The document discusses parallel computing in modern C++. It introduces native threads, standard threads in C++11, thread pools, std::async, and examples of parallelizing real applications. It also covers potential issues like data races and tools for detecting them like Valgrind and ThreadSanitizer. Finally, it recommends using std::async, std::future and boost::thread for flexibility and OpenMP for ease of use.
%in Rustenburg+277-882-255-28 abortion pills for sale in Rustenburg
Евгений Крутько, Многопоточные вычисления, современный подход.

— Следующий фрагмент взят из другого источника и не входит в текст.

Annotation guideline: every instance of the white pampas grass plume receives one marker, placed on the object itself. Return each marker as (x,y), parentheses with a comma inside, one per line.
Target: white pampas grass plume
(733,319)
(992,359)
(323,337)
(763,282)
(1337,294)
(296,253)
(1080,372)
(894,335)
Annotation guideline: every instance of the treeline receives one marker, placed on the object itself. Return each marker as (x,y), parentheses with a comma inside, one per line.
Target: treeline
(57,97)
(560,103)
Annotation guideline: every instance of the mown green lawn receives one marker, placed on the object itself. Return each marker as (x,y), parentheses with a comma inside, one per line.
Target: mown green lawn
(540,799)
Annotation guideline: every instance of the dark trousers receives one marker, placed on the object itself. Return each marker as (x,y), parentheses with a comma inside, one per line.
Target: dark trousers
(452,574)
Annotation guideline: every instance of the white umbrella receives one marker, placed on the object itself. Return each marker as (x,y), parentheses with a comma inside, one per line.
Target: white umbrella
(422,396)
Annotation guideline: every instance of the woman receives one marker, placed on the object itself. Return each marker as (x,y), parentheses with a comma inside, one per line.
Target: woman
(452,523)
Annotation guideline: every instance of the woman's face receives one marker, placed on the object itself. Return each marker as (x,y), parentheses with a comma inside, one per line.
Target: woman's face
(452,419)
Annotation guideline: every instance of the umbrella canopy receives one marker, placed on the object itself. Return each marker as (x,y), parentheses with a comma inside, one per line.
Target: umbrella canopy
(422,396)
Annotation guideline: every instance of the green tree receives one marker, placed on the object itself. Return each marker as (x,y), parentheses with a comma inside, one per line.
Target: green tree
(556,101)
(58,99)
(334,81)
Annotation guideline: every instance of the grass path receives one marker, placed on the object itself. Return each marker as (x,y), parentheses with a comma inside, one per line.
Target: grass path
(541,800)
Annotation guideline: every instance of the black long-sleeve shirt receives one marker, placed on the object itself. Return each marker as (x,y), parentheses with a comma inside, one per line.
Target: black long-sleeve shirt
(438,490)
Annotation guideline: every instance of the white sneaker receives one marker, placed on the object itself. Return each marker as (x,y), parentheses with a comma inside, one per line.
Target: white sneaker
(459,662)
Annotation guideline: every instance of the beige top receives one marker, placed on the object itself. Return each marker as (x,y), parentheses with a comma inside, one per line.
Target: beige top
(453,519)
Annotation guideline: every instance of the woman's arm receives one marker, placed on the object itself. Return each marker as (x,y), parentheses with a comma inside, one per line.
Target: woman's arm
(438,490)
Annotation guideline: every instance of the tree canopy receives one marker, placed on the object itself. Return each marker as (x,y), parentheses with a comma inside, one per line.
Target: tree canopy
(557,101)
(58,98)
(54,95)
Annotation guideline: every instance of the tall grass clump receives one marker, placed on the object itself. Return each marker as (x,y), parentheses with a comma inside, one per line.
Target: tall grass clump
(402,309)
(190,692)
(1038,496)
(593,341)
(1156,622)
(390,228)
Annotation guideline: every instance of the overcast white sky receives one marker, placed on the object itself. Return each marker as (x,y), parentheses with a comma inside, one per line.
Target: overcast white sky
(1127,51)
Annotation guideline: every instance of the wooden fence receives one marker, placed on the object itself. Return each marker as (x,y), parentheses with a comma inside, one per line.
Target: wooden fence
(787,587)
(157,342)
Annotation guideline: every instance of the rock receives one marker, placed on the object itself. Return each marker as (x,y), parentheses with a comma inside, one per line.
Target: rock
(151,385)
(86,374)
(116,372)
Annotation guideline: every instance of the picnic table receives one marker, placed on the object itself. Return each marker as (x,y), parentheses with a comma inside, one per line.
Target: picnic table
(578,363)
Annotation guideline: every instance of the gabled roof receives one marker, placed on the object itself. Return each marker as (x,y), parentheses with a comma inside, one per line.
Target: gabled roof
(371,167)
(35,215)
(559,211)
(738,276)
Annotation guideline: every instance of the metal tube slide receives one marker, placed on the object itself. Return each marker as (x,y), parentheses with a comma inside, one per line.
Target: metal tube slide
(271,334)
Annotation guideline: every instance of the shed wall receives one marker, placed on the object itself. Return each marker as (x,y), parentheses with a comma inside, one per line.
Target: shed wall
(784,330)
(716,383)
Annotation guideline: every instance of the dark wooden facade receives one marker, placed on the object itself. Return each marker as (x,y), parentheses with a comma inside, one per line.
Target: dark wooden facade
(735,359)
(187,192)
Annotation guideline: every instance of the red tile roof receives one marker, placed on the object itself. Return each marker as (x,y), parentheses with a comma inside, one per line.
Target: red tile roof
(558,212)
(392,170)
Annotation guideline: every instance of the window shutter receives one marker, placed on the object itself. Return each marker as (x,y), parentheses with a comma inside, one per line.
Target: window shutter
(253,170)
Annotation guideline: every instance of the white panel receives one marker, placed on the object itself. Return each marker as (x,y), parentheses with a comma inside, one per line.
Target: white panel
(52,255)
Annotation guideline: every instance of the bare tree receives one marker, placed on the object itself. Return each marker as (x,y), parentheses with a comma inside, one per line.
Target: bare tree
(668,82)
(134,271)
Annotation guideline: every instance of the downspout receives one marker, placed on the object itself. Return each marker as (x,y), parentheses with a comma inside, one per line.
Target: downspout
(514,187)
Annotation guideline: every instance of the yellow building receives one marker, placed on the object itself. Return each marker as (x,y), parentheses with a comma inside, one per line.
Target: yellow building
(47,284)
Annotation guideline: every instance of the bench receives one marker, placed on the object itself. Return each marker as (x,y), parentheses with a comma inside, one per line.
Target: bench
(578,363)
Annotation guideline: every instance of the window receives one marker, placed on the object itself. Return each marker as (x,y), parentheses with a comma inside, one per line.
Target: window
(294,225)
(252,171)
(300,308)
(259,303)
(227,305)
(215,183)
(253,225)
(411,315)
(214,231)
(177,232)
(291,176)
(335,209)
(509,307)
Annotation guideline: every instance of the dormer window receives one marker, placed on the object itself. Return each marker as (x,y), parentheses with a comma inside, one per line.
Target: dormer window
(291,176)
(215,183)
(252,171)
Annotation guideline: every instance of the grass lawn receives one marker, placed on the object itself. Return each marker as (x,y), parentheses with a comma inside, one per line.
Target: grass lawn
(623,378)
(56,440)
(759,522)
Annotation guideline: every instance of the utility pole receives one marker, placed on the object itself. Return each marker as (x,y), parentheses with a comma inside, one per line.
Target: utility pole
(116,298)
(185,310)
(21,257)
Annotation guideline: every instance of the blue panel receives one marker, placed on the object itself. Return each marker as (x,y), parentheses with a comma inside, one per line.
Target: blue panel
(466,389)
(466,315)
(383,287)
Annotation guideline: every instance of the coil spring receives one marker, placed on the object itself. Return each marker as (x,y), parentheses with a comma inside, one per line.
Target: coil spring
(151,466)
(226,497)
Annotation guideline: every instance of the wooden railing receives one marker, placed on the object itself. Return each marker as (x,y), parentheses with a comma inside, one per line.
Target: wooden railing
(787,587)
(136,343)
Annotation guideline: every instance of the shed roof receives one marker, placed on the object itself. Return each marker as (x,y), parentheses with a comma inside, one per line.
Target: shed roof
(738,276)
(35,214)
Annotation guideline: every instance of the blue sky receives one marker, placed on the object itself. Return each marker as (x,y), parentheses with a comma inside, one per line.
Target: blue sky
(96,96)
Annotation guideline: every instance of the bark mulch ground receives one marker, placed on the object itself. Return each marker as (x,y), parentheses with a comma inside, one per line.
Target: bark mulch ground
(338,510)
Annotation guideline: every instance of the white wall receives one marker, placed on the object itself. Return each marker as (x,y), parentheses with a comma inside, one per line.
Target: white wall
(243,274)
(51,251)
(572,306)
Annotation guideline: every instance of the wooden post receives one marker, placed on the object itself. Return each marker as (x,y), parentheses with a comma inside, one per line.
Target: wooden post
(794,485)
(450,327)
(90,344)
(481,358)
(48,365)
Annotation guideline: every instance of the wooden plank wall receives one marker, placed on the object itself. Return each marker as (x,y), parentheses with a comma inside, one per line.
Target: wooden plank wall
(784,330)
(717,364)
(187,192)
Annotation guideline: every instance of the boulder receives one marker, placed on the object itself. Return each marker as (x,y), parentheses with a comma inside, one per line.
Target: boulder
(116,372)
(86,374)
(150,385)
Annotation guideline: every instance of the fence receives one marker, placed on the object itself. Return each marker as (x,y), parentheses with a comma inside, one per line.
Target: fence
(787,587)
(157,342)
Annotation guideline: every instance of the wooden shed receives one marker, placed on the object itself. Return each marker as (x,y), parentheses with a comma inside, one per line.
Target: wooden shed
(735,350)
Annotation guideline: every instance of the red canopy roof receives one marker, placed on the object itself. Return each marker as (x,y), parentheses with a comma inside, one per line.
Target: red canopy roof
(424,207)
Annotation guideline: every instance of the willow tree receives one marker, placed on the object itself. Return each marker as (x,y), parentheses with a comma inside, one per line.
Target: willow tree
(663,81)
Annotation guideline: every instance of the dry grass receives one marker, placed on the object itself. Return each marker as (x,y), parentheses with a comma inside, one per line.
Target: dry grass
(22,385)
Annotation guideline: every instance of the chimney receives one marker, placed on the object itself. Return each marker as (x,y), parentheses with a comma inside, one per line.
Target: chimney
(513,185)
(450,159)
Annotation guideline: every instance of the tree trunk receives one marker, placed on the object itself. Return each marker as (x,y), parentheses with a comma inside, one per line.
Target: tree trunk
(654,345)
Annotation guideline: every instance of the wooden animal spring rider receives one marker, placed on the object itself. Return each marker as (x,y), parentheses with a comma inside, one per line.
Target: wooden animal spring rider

1. C++ User Group Russia, Ekaterinburg, 25.11.2016
Многопоточные вычисления, современный подход
Крутько Е.С.
НИЦ «Курчатовский институт»
e.s.krutko@gmail.com
2. Цель доклада
Современный стандарт C++ позволяет делать
многопоточные вычисления легко и удобно.
Если приложение или библиотека тратит меньше
времени на работу – это хорошо
Исходники тестов:
https://github.com/eskrut/multithread.git
2
5. Threadpool. с++11
5
#include <stdlib.h>
#include <assert.h>
//git submodule add https://github.com/progschj/ThreadPool.git
#include "ThreadPool/ThreadPool.h"
int someExample();
int someExampleParallel();
int main(int argc, char**argv) {
someExample();
someExampleParallel();
return 0;
}
6. Threadpool. с++11
6
int someExample() {
int value1;
//code to evaluate value1
//may require significant amount of time
value1 = 3;
int value2;
//code to evaluate value2
//may require significant amount of time
value2 = 3;
//Now use some fancy algorythm using values
int result = value1 + value2;
assert(result == 6);
return result;
}
7. Threadpool. с++11
7
int someExampleParallel() {
ThreadPool pool(8);
auto futureValue1 = pool.enqueue([](){
int value1;
//code to evaluate value1
//may require significant amount of time
value1 = 3;
return value1;
});
auto futureValue2 = pool.enqueue([](){
int value2;
//code to evaluate value2
//may require significant amount of time
value2 = 3;
return value2;
});
//Now use some fancy algorythm using values
int result = futureValue1.get() + futureValue2.get();
assert(result == 6);
return result;
}
8. std::async. с++11
8
int someExampleParallel() {
auto futureValue1 = std::async([](){
int value1;
//code to evaluate value1
//may require significant amount of time
value1 = 3;
return value1;
});
auto futureValue2 = std::async([](){
int value2;
//code to evaluate value2
//may require significant amount of time
value2 = 3;
return value2;
});
//Now use some fancy algorythm using values
int result = futureValue1.get() + futureValue2.get();
assert(result == 6);
return result;
}
9. Пример из жизни
9
void PhotoSortModel::fill(const QString &path)
{
unsigned numRows = invisibleRootItem()->rowCount();
auto read = [this,path](int id, int start, int stop){
for(int row = start; row < stop; ++row) {
auto photo = photoItem(row);
readDown(photo, path);
QMetaObject::invokeMethod(this,
"partialDone",
Qt::DirectConnection,
Q_ARG(int, id),
Q_ARG(int, row-start));
}
return 0;
};
read(0, 0, numRows);
emit(loaded());
for(unsigned row = 0; row < numRows; ++row)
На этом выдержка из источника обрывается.